Meh. Complaining about the cost of shooting this down is pretty silly. F22s are already flown on a daily basis. And munitions are spent regularly in training excersises. It would cost far more millions to set up a training excersise even half as valuable. But that is just the cost of maintaining a capable fighter fleet.
There's probably been sports event flyovers that have technically cost many times this.
For the pilots, it was - the US achieved air superiority quite quickly.
Whatever point you’re trying to make, you lost it along the way. The outcome of of the afghan war was not ideal, but that was not caused by a lack of pilot training, that is an absolutely absurd thing to argue.
This sort of calculations are slightly silly. F22s take off for training flights all the time, having one training flight switch to operational does not affect the cost.
It’s similar for using missiles. The opportunity to shoot a real one at a real target is good training.
Those things costs this money perhaps, but it’s not a useful way to think of it this way for such a case.
I think the implication is not that the cost in this specific case was very high. I think the point was that there is an assymetry in cost. So, if someone wanted to have balloons over the USA, it would be much cheaper for them to try than it would be for the USA to stop them. By the time someone starts sending 1000's of balloons, the costs to destroy them may add up.
Threats that are few in number and great in number are handled by different sorts of countermeasures. If China really did flood the west in balloons, then alternate measures would be used to handle it, perhaps measures that aren't public.
High altitude balloons are very fragile (you need to wear gloves to avoid getting oils on them because those can dissolve the balloon material causing them to prematurely burst). I'm sure there's many counter measures that could be used if needed.
I mean it would be pretty easy to figure out who it was, if at nation state level enact things like embargos against them which would cost them quite a bit more. If not at nation state level they'd likely be taken care of much more quietly.
China already does something similar to Japan. They fly hundreds of flights a year around Japanese airspace, forcing Japan to constantly scramble jets just in case. This tires their pilots, puts wear on their planes, and costs a ton of money.

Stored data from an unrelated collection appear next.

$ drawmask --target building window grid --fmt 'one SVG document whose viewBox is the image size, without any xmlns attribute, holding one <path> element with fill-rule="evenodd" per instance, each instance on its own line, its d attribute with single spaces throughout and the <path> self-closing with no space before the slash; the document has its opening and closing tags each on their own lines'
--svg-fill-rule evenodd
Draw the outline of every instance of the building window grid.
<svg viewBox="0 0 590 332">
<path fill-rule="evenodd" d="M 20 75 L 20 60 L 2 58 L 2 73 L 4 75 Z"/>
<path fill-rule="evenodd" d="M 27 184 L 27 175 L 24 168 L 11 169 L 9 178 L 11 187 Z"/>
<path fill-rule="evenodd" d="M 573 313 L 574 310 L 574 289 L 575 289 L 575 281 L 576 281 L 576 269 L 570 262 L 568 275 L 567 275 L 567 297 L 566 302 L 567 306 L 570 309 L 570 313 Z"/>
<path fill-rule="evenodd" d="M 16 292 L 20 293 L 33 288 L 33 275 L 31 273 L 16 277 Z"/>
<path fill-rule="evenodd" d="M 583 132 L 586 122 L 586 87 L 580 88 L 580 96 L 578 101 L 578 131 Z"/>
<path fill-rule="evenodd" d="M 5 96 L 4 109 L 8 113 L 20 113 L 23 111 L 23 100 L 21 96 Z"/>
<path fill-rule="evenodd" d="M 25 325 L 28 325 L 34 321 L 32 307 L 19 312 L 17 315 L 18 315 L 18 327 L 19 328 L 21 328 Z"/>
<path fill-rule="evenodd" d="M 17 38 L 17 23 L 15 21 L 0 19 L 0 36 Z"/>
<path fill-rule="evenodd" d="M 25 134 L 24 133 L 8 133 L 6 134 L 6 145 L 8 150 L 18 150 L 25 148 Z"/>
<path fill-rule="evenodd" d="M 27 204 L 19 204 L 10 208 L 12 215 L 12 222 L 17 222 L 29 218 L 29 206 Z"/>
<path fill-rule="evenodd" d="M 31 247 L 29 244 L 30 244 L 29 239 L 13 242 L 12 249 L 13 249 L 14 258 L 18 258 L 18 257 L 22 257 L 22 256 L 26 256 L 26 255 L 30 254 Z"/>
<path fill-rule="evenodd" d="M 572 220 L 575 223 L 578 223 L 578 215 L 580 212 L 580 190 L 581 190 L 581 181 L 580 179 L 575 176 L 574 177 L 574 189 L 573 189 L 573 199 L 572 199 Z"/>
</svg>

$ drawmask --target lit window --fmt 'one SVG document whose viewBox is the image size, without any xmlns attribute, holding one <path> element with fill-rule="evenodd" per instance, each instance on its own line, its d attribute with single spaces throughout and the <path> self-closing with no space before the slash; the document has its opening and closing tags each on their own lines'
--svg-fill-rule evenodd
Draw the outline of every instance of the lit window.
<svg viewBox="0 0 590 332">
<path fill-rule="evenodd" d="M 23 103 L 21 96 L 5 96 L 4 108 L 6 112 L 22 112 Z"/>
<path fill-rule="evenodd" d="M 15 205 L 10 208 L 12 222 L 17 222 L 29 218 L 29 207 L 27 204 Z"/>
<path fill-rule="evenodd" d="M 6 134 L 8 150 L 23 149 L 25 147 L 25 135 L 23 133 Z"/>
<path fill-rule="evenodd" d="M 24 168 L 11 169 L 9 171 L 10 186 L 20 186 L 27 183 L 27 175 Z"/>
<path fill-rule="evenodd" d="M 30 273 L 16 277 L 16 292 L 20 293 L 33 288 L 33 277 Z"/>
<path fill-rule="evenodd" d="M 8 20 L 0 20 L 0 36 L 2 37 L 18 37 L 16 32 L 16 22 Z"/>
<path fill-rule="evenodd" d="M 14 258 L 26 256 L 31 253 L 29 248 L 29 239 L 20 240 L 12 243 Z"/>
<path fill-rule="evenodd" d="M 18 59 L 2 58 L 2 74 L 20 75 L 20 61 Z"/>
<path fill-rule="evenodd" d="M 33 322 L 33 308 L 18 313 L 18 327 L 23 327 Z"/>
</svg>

You could also just be trying to apply logic to someone with a low-cost, nonsensical argument. The irony being that it's the same sort of attack you're describing, but on your brain.
Are you serious? This is like looking at a F1 car and going "oh yeah, that's super cheap. Go carts only cost a couple thousand dollars". DoD says that the payload of the balloon is as long as three buses lined up end to end. The balloon itself is likely bigger than many office buildings. A state of the art sensor suite is going to run in the millions. Claiming you can get all that for sub 50k is laughable.

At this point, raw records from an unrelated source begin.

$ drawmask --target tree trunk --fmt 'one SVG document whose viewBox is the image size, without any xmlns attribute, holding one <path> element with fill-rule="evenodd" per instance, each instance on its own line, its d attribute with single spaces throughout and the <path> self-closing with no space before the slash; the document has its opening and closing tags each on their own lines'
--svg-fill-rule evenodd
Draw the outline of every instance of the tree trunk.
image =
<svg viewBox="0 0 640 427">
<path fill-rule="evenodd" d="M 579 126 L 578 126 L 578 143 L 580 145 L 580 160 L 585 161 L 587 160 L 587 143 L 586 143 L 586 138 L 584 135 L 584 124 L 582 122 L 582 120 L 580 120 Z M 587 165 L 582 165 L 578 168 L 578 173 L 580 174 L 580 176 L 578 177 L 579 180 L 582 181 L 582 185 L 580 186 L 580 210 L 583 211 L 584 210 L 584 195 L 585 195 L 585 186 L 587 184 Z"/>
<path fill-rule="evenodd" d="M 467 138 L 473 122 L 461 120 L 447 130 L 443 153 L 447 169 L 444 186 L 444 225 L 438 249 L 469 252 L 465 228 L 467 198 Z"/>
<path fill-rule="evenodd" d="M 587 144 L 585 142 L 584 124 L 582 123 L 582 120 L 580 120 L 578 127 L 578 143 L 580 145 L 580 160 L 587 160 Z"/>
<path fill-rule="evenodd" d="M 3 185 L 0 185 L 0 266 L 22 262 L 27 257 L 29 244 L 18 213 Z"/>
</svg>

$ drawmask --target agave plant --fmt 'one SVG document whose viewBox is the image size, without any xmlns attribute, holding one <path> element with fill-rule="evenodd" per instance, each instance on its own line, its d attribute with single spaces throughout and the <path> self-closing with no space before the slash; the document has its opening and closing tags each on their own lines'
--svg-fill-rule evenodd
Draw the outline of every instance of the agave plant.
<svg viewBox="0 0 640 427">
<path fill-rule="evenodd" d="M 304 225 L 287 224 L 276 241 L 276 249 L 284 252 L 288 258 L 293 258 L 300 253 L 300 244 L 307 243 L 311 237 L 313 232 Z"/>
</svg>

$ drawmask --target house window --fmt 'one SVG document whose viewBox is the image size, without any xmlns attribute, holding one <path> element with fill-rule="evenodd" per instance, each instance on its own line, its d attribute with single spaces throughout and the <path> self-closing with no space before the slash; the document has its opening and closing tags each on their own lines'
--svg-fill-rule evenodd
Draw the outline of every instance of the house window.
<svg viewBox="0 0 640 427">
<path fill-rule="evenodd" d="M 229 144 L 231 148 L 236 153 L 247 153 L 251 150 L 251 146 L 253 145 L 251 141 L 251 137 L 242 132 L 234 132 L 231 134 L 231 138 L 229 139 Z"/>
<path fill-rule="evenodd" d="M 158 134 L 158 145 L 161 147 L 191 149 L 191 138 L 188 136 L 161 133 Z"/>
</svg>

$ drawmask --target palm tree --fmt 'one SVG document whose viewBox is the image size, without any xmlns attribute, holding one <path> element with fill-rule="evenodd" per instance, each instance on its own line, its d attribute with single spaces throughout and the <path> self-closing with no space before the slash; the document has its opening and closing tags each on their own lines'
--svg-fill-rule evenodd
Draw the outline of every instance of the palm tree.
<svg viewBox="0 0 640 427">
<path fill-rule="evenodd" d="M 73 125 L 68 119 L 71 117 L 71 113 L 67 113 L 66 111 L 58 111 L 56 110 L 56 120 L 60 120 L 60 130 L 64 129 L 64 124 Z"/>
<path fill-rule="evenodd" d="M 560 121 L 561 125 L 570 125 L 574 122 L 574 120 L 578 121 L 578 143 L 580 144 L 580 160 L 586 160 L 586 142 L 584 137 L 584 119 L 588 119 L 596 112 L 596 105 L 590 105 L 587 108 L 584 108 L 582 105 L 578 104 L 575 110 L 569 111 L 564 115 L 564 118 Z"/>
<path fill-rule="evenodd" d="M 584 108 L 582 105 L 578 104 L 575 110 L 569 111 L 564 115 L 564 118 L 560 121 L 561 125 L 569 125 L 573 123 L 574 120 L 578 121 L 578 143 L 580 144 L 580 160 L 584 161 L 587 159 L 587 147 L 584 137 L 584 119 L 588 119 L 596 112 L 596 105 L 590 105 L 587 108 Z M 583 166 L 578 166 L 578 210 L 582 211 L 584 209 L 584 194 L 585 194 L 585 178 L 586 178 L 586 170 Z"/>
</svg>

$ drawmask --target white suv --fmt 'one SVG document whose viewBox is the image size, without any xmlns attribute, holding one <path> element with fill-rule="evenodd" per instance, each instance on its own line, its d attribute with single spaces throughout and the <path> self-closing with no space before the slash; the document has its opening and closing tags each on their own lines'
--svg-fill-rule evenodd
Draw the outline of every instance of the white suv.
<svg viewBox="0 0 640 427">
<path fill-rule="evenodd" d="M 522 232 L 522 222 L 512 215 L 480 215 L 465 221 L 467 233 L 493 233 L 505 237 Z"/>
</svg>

You've left out the cost of the payload, which is probably substantial.
If I weren't retired, I'd be interested in reverse-engineering it. I'm sure NASIC will be all over it, but we (the general public) will never get the details of what the payload was really doing.
It's you who doesn't understand. We don't care how much the target costs. We care about how much not taking it down can cost us.
We stand to learn a lot from capturing the surveillance platform. This alone is priceless. We send a message that Chinese aircraft that violate our airspace and leave in tact. If data was stored onboard, it's possible that we prevented a large cache of surveillance data from making it back to China.
So that $400,000 missile had a benefit that is hard to quantify, but is easily in the multiple millions of dollars.
Your argument makes no sense. Let's say a sniper is in a building and is about to fire on a high value target. Before he can fire, we hit that building with a missile to take him out. According to you, we paid $400,000 to take out a sniper and his $1 bullet. The truth is that we spent $400,000 to protect a high value asset that may have been worth far more.
Laser weapons were not highly effective against fast objects like ICBMs, but a slow moving weak object like a balloon should represent a pretty easy target.